Avoir le droit d’enregistrer sur le disque dur interne d’un micro-ordinateur des copies numériques d’œuvres multimédias – que cela soit de la musique, des films, des jeux vidéo, des livres numériques ou encore des images – fera-t-il l’objet en 2022 d’une taxe lors de l’achat d’un nouvel équipement (PC portable, PC de bureau ou disque dur interne vendu séparément) ? Cette année devrait être décisive, puisque la commission « pour la rémunération de la copie privée » – rattachée au ministère de la Culture (1) – est censée analyser les résultats inédits d’une étude d’usage que l’institut de sondage CSA a finalisée et remise en octobre 2021.

Dossier sensible pour Thomas Andrieu
Le problème est que cette commission « copie privée » a beau avoir un nouveau président depuis le 6 novembre dernier (2), en la personne de Thomas Andrieu (photo), conseiller d’Etat, elle ne peut reprendre ses travaux tant que ses autres membres ne sont pas nommés eux aussi. « Nous réunirons la commission une fois que l’arrêté de sa nouvelle composition – pas encore signé à ma connaissance [au 27 janvier, ndlr] – sera publié au Journal Officiel », indiquait il à Edition Multimédi@. Les mandats sont d’une durée de trois ans : celui du précédent président, Jean Musitelli, s’est achevé fin septembre, tandis que ceux des vingt-quatre membres (représentant les fabricants et importateurs de supports, les consommateurs et ayants droit) se sont arrêtés fin novembre (3). « Cette désignation relève de la compétence des ministères en charge de la Culture, de l’Economie et de la Consommation.

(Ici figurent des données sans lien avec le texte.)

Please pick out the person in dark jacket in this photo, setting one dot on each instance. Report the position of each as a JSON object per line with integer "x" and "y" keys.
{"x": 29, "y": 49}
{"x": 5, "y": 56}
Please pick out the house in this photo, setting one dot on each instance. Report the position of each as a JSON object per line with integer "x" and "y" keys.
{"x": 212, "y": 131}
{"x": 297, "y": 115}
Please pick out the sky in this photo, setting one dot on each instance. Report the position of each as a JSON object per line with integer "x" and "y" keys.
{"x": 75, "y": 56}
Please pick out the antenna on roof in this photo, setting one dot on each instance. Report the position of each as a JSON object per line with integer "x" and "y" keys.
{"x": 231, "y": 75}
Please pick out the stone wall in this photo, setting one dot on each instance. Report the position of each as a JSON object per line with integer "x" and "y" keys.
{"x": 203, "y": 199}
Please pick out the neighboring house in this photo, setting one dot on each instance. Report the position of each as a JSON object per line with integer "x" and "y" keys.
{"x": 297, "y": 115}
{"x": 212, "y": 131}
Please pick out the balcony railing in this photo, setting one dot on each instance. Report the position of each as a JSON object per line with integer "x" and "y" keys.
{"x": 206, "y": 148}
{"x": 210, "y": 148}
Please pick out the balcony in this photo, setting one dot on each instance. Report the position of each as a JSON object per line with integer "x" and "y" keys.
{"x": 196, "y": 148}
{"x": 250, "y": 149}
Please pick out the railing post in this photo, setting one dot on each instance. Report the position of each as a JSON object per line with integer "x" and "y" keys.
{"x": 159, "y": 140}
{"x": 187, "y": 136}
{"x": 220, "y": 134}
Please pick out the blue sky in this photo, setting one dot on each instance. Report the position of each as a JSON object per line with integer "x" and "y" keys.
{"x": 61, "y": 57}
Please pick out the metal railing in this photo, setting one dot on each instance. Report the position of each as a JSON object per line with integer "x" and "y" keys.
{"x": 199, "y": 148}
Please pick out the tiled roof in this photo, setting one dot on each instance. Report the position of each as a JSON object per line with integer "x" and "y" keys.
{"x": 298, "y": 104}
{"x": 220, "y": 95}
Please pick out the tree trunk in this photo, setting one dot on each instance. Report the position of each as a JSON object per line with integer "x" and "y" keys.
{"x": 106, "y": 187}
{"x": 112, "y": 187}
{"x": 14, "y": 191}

Elle est indispensable pour que la commission [copie privée] puisse poursuivre ses travaux, et notamment procéder à l’analyse des résultats des études d’usages des pratiques de copie privée sur les microordinateurs », s’est impatientée la Société civile des producteurs phonographiques (SCPP), le 18 janvier à l’occasion de son bilan annuel (4). Elle est membre de Copie France, l’unique organisme français mandaté pour collecter la redevance pour la copie privée (5) et occupant pas moins de dix sièges au sein de la commission « copie privé ». Celle-ci fixe les barèmes des taxes sur les appareils high-tech dotés d’un support de stockage numérique (smartphones, tablettes, disques de sauvegarde externe, clés USB, box, etc.). Cette « redevance pour rémunération de la copie privée », présentée comme une contrepartie au droit des utilisateurs d’enregistrer des œuvres et de les partager dans un cercle restreint (entendez « familial »), s’applique au nouveaux appareils vendus (montant pouvant atteindre plusieurs dizaines d’euros en fonction de la capacité de stockage). Prochains sur la liste : les micro-ordinateurs. Cela fait près de trois ans que la commission « copie privée » prépare le terrain à cette taxation des ordinateurs personnels (portables ou fixes) et des disques durs internes vendus « nus » : c’est-à-dire pouvant être installés à l’intérieur d’un PC, d’un Mac, d’une box ou d’un boîtier NAS (6).
Mais, fraîchement nommé par Roselyne Bachelot (ministre de la Culture) et Bruno Le Maire (ministre de l’Economie, des Finances et de la Relance), Thomas Andrieu (45 ans) se retrouve avec ce dossier sensible politiquement. Car, contrairement à l’Allemagne, à l’Italie et aux Pays-Bas qui assujettissent depuis quelques années les micro-ordinateurs de leurs compatriotes, la France, elle, n’a encore jamais franchi le pas. Aucun des gouvernements français qui se sont succédés ne se sont risqués à étendre cette redevance « copie privée » aux ordinateurs des Français. Non seulement cela serait malvenu au moment où l’on incite les foyers à s’équiper d’un ordinateur personnel – voire familial – pour faire les démarches administratives en ligne, télétravailler en période de crise sanitaire ou encore permettre aux enfants de suivre l’école en distanciel. De plus, alors que l’élection présidentielle est programmée pour les 10 et 24 avril prochains et que les législatives suivront les 12 juin et 19 juin, une telle taxe ne serait pas vraiment perçue comme populaire auprès de l’électorat… Pas sûr non plus que l’actuel chef d’Etat Emmanuel Macron – donné partant pour un second mandat et ancien ministre de l’Economie, de l’Industrie et… du Numérique (2014-2016) – donne son aval à une mesure qui grèverait le pouvoir d’achat des Français. Sans parler de la lutte contre la fracture numérique…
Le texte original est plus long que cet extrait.